Critical Details Found in Financial Filings by My Firm’s Robo-Analyst Technology

Below are specifics on the adjustments I made based on Robo-Analyst findings in Photronics’ 10-Qs and 10-Ks:

Income Statement: I made $97 million in adjustments, with a net effect of removing $38 million in non-operating expenses (4% of revenue).

Balance Sheet: I made $808 million in adjustments to calculate invested capital with a net increase of $93 million. One of the most notable adjustments was $272 million in adjustments for asset write-downs. This adjustment represents 24% of reported net assets.

Valuation: I made $758 million in adjustments, with a net increase in shareholder value of $106 million. The most notable adjustment was $291 million in minority interests. This adjustment represents 22% of Photronics’ market value.

Most Dangerous Stocks Feature: Rogers Corporation
ROG

Rogers Corporation (ROG) is the featured stock from October’s Most Dangerous Stocks Model Portfolio.

Rogers Corporation’s NOPAT has fallen from $104 million in 2017 to $52 million over the TTM. NOPAT margin has fallen from 13% in 2017 to 5% in the TTM, while invested capital turns fell from 0.8 to 0.6 over the same time. Falling NOPAT margins and invested capital turns drive Rogers Corporation’s ROIC from 11% in 2017 to 4% over the TTM.
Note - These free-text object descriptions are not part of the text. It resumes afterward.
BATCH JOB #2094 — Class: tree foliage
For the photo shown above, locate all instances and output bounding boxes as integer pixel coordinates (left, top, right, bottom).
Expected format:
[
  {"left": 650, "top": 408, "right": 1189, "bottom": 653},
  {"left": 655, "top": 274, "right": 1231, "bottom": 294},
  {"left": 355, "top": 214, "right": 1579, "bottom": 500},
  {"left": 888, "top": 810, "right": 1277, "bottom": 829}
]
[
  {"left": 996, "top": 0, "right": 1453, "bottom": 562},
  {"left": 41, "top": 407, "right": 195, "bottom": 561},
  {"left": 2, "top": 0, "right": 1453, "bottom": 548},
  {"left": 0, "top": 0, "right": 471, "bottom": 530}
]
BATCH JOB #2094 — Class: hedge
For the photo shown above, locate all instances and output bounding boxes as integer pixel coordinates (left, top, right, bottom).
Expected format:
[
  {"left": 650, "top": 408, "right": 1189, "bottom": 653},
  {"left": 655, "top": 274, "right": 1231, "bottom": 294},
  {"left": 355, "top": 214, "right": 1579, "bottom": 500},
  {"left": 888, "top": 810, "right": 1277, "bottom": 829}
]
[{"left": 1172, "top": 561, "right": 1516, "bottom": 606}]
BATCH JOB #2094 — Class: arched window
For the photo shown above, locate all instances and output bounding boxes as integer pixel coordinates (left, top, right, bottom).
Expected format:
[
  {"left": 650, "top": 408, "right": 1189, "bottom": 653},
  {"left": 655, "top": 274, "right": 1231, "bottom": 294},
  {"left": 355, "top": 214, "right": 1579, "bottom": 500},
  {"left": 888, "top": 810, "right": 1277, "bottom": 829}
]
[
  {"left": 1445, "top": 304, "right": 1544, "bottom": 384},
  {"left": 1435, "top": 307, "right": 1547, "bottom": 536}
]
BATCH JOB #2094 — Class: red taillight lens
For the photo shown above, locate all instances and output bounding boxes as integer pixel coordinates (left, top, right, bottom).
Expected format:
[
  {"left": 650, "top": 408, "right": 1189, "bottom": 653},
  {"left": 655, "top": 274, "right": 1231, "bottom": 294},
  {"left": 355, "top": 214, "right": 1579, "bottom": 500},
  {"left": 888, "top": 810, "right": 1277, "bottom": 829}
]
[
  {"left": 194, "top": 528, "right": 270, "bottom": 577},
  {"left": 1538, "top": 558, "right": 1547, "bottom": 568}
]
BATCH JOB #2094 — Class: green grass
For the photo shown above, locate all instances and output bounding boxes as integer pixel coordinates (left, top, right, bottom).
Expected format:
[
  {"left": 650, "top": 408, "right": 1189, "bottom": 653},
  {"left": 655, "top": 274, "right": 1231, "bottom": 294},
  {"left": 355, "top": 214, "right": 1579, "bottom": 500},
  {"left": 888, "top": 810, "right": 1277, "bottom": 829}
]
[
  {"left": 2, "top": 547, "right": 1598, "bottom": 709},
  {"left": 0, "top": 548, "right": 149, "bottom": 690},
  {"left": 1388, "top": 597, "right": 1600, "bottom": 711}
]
Rogers Corporation’s economic earnings, the true cash flows of the business which take into account changes to the balance sheet, have fallen from $55 million in 2017 to -$47 million over the TTM.

Figure 2: Rogers Corporation’s Economic Earnings Since 2017

ROG Economic Earnings Since 2017

New Constructs, LLC

ROG Provides Poor Risk/Reward

Despite its poor fundamentals, Rogers Corporation’s stock is priced for significant profit growth, and I believe the stock is overvalued.

To justify its current price of $130/share, Rogers Corporation must improve its NOPAT margin to 10% (up from 5% over the TTM) and grow revenue by 7% (vs. consensus of -0.4% in 2023 and 3% in 2024) compounded annually through 2032. In this scenario, Rogers Corporation’s NOPAT would grow and 13% compounded annually and equal $193 million in 2032, or nearly double its best ever NOPAT of $107 million. I think these expectations look overly optimistic.

Even if Rogers Corporation improves its NOPAT margin to 7% and grows revenue 6% (above five-year average of 4%) compounded annually through 2032, the stock would be worth no more than $83/share today – a 36% downside to the current stock price.

Each of these scenarios also assumes Rogers Corporation can grow revenue, NOPAT, and FCF without increasing working capital or fixed assets. This assumption is unlikely but allows me to create best case scenarios that demonstrate the high expectations embedded in the current valuation.

Critical Details Found in Financial Filings by My Firm’s Robo-Analyst Technology

Below are specifics on the adjustments I made based on Robo-Analyst findings in Rogers Corporation’s 10-Qs and 10-K:

Income Statement: I made $240 million in adjustments, with a net effect of removing $60 million in non-operating income (10% of revenue).

Balance Sheet: I made $537 million in adjustments to calculate invested capital with a net decrease of $91 million. One of the most notable adjustments was $136 million in asset write-downs. This adjustment represented 9% of reported net assets.

Valuation: I made $242 million in adjustments to shareholder value with a net decrease of $46 million. Apart from total debt, the most notable adjustment to shareholder value was $4 million in over funded pensions. This adjustment represents <1% of Rogers Corporation’s market value.

Disclosure: David Trainer, Kyle Guske II, Hakan Salt, and Italo Mendonça receive no compensation to write about any specific stock, style, or theme.